Congressional interns across the state are fielding calls and emails from community members. While some of these calls come from fervent political activists and ranting QAnon believers, innumerable constituents phone in with one concern: unemployment checks.
The Employment Development Department, or EDD, cracked under the pressure after millions of Californians lost their jobs in the pandemic. People are spending hours on hold with the department, only for their calls to land in voicemail.
California Gov. Gavin Newsom’s latest budget proposal — set to be approved mid-June — aims to bail out EDD and provide relief for Californians. The proposed budget will siphon a one-time $276.3 million to EDD to pay for contractors to sift through an astronomical number of claims. The additional resources should allow 3.5 years’ worth of work to be completed in 12 months. But with many still facing financial challenges, time is rapidly running out. For the sake of desperate Californians, Newsom’s administration must act with urgency.
Imagine if 2.7 million Californians flooded the Department of Motor Vehicles to renew their driver’s licenses in a single day. We can all envision the hypothetical chaos — the DMV, like many government institutions, is woefully unprepared for such a spike in demand.
This is the scenario that EDD found itself in, and the stakes are much higher than expired driver’s licenses. Millions of livelihoods now hinge on a floundering bureaucracy. Earlier this month, more than 1 million unemployment claims had yet to be fully addressed.
While Newsom’s proposed budget allocations may provide short-term relief, the pandemic has revealed EDD’s dire need for drastic overhaul. That’s where Senate Bill 232 comes into play.
SB 232, currently under deliberation in the California Legislature, aims to create changes in EDD that will last long after the funds from Newsom dry up. SB 232 will require the department to create model workload projections that account for sudden increases in unemployment and establish a system for tracking and analyzing claims. The bill also stipulates that EDD must develop a recession plan based on previous economic downturns, including the COVID-19 pandemic.

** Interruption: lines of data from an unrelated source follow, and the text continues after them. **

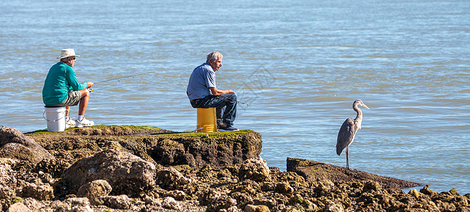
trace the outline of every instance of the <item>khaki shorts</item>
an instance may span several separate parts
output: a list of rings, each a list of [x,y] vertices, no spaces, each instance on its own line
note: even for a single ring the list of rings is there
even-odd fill
[[[69,95],[67,95],[67,99],[63,102],[51,106],[75,106],[79,105],[80,99],[81,99],[80,90],[70,90],[69,91]]]

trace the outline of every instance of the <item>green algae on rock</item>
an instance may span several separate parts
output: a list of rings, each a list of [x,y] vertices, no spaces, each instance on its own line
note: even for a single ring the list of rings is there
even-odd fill
[[[251,130],[207,134],[125,125],[96,125],[62,132],[37,131],[25,135],[71,164],[82,157],[114,148],[163,165],[217,167],[258,157],[263,143],[261,135]]]

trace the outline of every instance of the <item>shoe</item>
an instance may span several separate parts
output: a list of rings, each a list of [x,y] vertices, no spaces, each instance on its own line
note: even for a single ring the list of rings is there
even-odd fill
[[[223,126],[222,124],[219,125],[219,131],[239,131],[238,128],[233,127],[230,124],[227,124]]]
[[[75,121],[72,120],[69,117],[65,117],[65,128],[75,127]]]
[[[79,121],[78,119],[75,121],[75,126],[76,127],[91,126],[93,124],[95,124],[93,121],[90,121],[87,119],[85,119],[84,117],[81,122]]]

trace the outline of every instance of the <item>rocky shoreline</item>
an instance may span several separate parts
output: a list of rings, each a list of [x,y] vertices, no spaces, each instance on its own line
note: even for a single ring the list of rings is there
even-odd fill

SB 232 must be passed. Newsom’s proposed budget allocations might offer lawmakers a false sense of comfort, but without the substantial changes denoted in SB 232, EDD will likely still be susceptible to backlog and fraud.

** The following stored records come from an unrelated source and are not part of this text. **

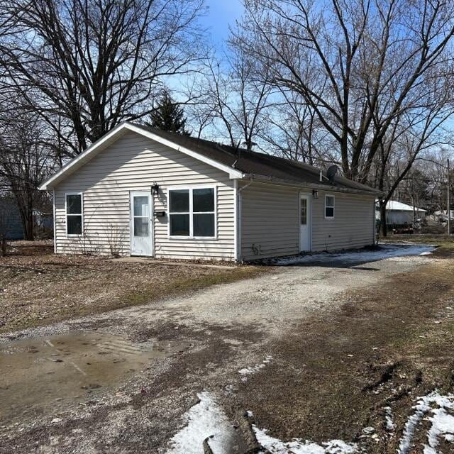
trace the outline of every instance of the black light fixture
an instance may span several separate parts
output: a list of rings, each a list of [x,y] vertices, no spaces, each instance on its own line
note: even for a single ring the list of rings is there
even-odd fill
[[[159,184],[156,182],[154,182],[153,184],[151,185],[151,194],[155,196],[158,192],[159,192]]]

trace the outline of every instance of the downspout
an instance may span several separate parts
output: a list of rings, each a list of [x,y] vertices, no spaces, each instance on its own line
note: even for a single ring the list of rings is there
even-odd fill
[[[236,228],[236,257],[235,258],[237,262],[242,261],[241,255],[241,224],[242,224],[242,213],[243,213],[243,197],[241,193],[247,187],[250,186],[253,183],[253,179],[251,177],[249,182],[245,186],[238,188],[236,192],[237,196],[237,228]]]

As we approach the middle of the 21st century, Californians will face increasingly unpredictable weather patterns, chronic drought and a shifting global economic order. We can no longer afford a social safety net that tears under the weight of its citizens. When COVID-19 put millions of Californians out of work, EDD was unable to rise to the challenge. Our institutions must be prepared for future crises. When the next global catastrophe rocks California to its core, SB 232 might give EDD a fighting chance.